Date Available

5-10-2013

Year of Publication

2011

Degree Name

Doctor of Philosophy (PhD)

Document Type

Dissertation

College

Arts and Sciences

Department

Physics and Astronomy

First Advisor

Dr. Sumit R. Das

Abstract

This thesis is devoted to the study of two important applications of gauge-gravity duality: the cosmological singularity problem and conformal fluid dynamics. Gauge-gravity duality is a concrete dual relationship between a gauge theory (such as electromagnetism, the theories of weak and strong interactions), and a theory of strings which contains gravity. The most concrete application of this duality is the AdS/CFT correspondence, where the theory containing gravity lives in the bulk of an asymptotically anti-de-Sitter space-time, while the dual gauge theory is a deformation of a conformal field theory which lives on the boundary of anti-de-Sitter space-time(AdS).

Our first application of gauge-gravity duality is to the cosmological singularity problem in string gravity. A cosmological singularity is defined as a spacelike region of space-time which is highly curved so that Einstein’s gravity theory can be no longer applied. In our setup the bulk space-time has low curvature in the far past and the physics is well described by supergravity (which is an extension of standard Einstein gravity).

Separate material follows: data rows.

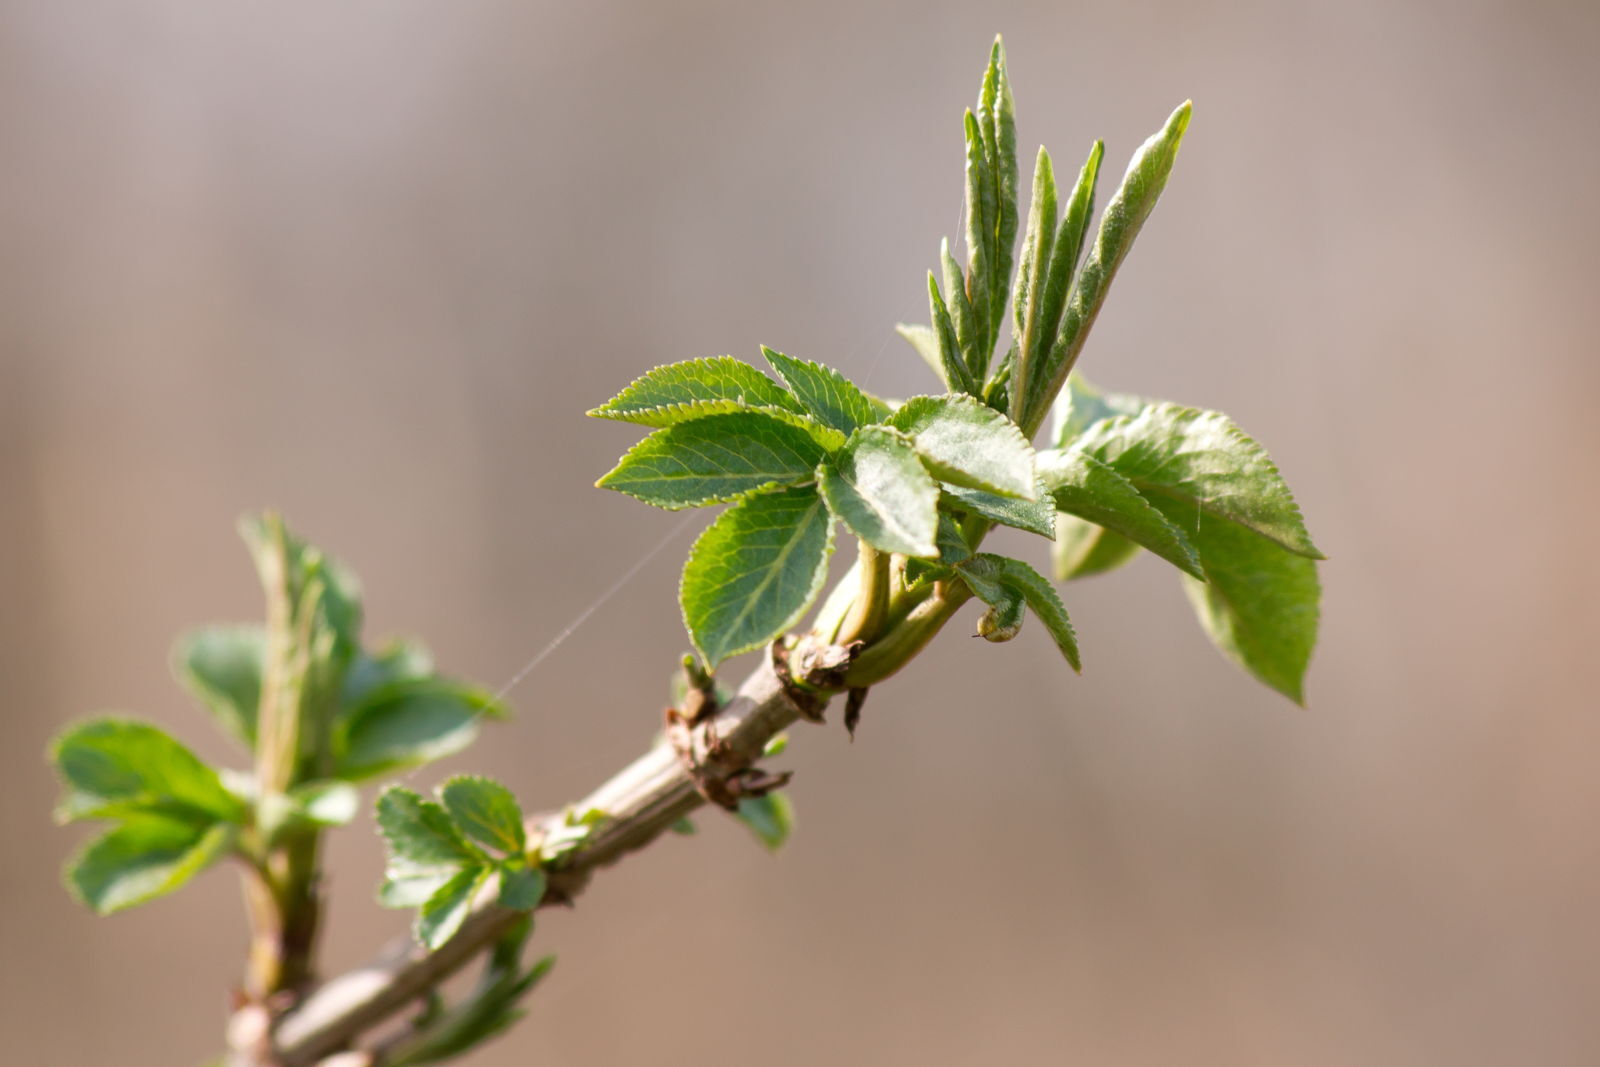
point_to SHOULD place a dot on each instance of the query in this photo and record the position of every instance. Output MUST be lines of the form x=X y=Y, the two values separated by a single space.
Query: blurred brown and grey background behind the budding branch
x=369 y=263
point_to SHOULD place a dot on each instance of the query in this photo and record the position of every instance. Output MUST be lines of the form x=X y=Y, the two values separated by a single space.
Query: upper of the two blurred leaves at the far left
x=118 y=767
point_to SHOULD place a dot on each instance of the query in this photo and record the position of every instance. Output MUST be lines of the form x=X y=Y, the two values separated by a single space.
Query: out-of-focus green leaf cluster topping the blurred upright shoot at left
x=319 y=713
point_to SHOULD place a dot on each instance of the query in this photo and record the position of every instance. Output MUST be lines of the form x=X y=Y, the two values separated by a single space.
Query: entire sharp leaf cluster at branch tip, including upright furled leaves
x=927 y=479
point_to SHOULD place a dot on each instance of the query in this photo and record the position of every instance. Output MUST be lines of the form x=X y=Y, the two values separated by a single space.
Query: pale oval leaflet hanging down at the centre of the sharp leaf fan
x=879 y=489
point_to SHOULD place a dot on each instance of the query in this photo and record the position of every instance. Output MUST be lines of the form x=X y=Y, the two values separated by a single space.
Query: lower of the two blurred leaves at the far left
x=145 y=858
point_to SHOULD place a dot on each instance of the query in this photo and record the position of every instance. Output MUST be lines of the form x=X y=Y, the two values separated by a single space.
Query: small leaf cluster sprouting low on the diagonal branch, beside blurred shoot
x=446 y=855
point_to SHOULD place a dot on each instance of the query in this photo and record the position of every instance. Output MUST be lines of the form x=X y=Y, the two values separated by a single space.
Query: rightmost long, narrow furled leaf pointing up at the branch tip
x=1121 y=225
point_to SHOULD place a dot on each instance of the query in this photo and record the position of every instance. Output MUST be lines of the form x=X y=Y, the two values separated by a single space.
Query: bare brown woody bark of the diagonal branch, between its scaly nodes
x=641 y=804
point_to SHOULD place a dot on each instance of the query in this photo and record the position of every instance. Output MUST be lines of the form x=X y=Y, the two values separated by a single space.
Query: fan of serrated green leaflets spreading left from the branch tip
x=796 y=460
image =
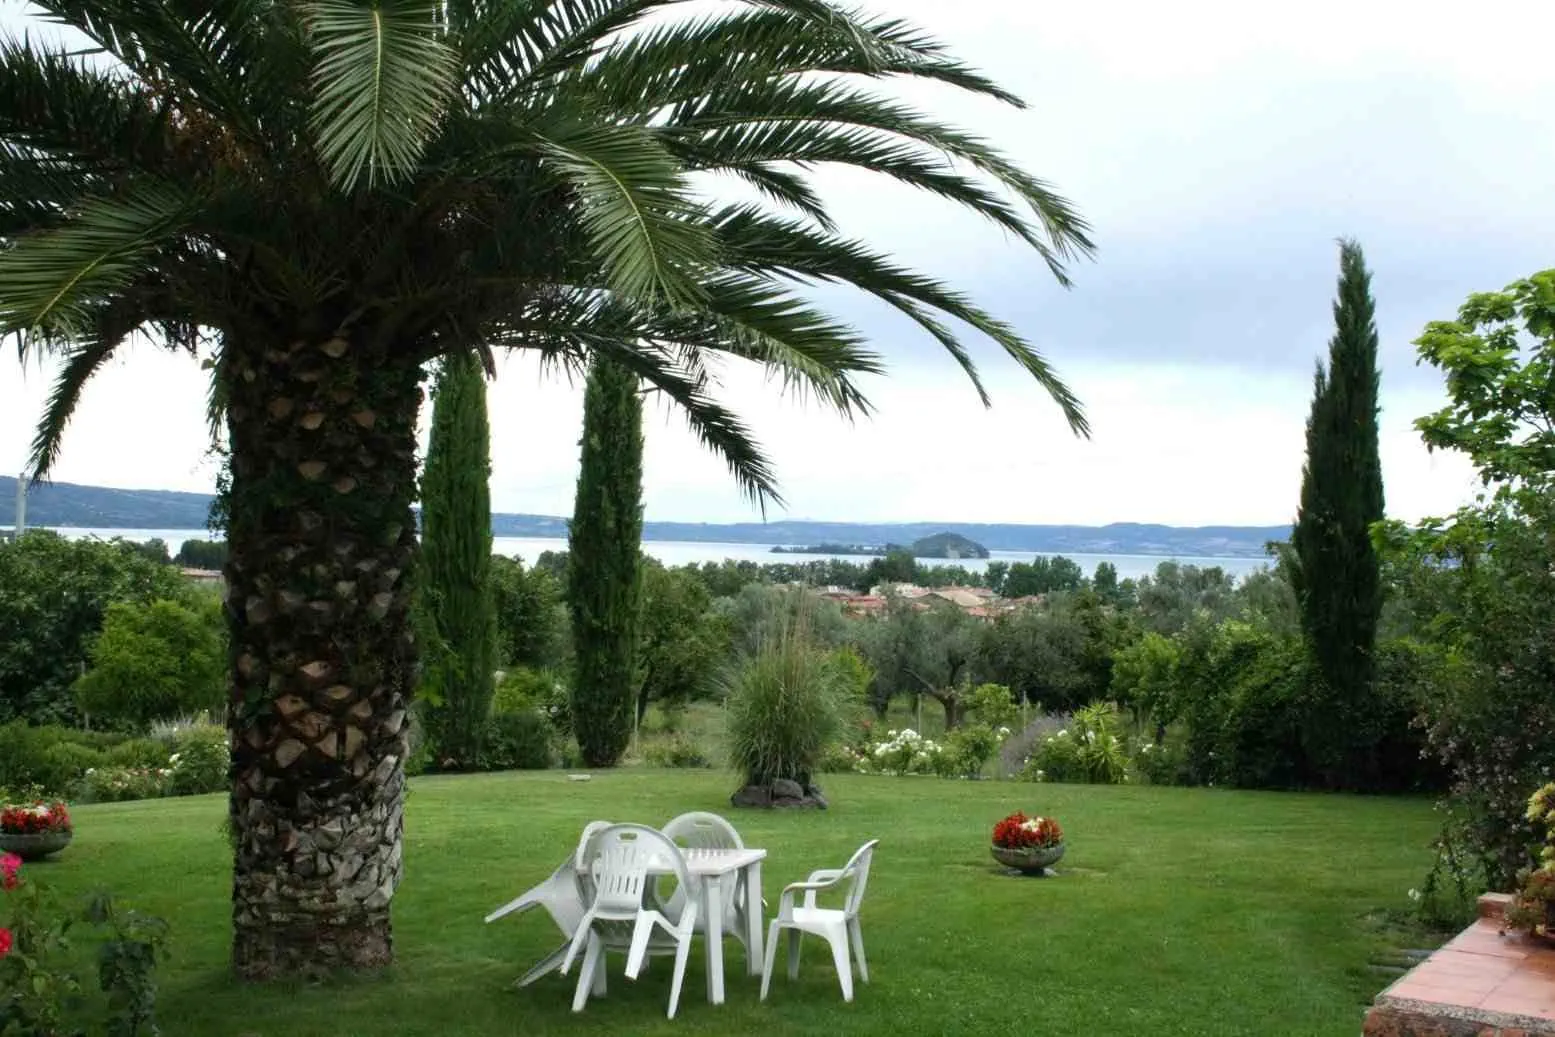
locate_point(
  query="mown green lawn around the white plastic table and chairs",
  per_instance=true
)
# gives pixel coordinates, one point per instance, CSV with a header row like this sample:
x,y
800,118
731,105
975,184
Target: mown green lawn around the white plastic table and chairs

The cosmological singularity is driven by a time dependent string coupling in the bulk theory. The rate of change of the coupling is slow, but the net change of the coupling can be large. The dual description of this is a time dependent coupling of the boundary gauge theory. The coupling has a profile which is a constant in the far past and future and attains a small but finite value at intermediate times. We construct the supergravity solution, with the initial condition that the bulk space-time is pure AdS in the far past and show that the solution remains smooth in a derivative expansion without formation of black holes. However when the intermediate value of the string coupling becomes weak enough, space-time becomes highly curved and the supergravity approximation breaks down, mimicking a spacelike singularity. The resulting dynamics is analyzed in the dual gauge theory with a time dependent coupling constant which varies slowly. We develop an appropriate adiabatic expansion in the gauge theory in terms of coherent states and show that the time evolution continues to be smooth. We cannot, however, arrive at a definitive conclusion about the fate of the system at very late times when the coupling has again risen and supergravity again applies. One possibility is that the energy which has been supplied to the universe is simply extracted out and the space-time goes back to its initial state. This could provide a model for a bouncing cosmology. A second possibility is that dissipation leads to a thermal state at late time. If this possibility holds, we show that such a thermal state will be described either by a gas of strings or by a small black hole, but not by a big black hole. This means that in either case, the future space-time is close to AdS.

We then apply gauge-gravity duality to conformal fluid dynamics. The long wavelength behavior of any strongly coupled system with a finite mean free path is described by an appropriate fluid dynamics. The bulk dual of a fluid flow in the boundary theory is a black hole with a slowly varying horizon. In this work we consider certain fluid flows which become supersonic in some regions. It is well known that such flows present acoustic analogs of ergoregions and horizons, where acoustic waves cannot propagate in certain directions. Such acoustic horizons are expected to exhibit thermal radiation of acoustic waves with temperature essentially given by the gradient of the velocity at the acoustic horizon. We find acoustic analogs of black holes in charged conformal fluids and use gauge-gravity duality to construct dual gravity solutions. A certain class of gravitational quasinormal wave modes around these gravitational backgrounds perceives a horizon. Upon quantization, this implies that these gravitational modes should have a thermal spectrum.

The final issue that we study is fluid-gravity duality at zero temperature. The usual way of constructing gravity duals of fluid flows is by means of a small derivative expansion, in which the derivatives are much smaller than the temperature of the background black hole. Recently, it has been reported that for charged fluids, this procedure breaks down in the zero temperature limit. More precisely, corrections to the small derivative expansion in the dual gravity of charged fluid at zero temperature have singularities at the black hole horizon. In this case, fluid-gravity duality is not understood precisely. We explore this problem for a zero temperature charged fluid driven by a low frequency, small amplitude and spatially homogeneous external force. In the gravity dual, this force corresponds to a time dependent boundary value of the dilaton field. We calculate the bulk solution for the dilaton and the leading backreaction using a modified low frequency expansion. The resulting solutions are regular everywhere, establishing fluid-gravity duality to this order.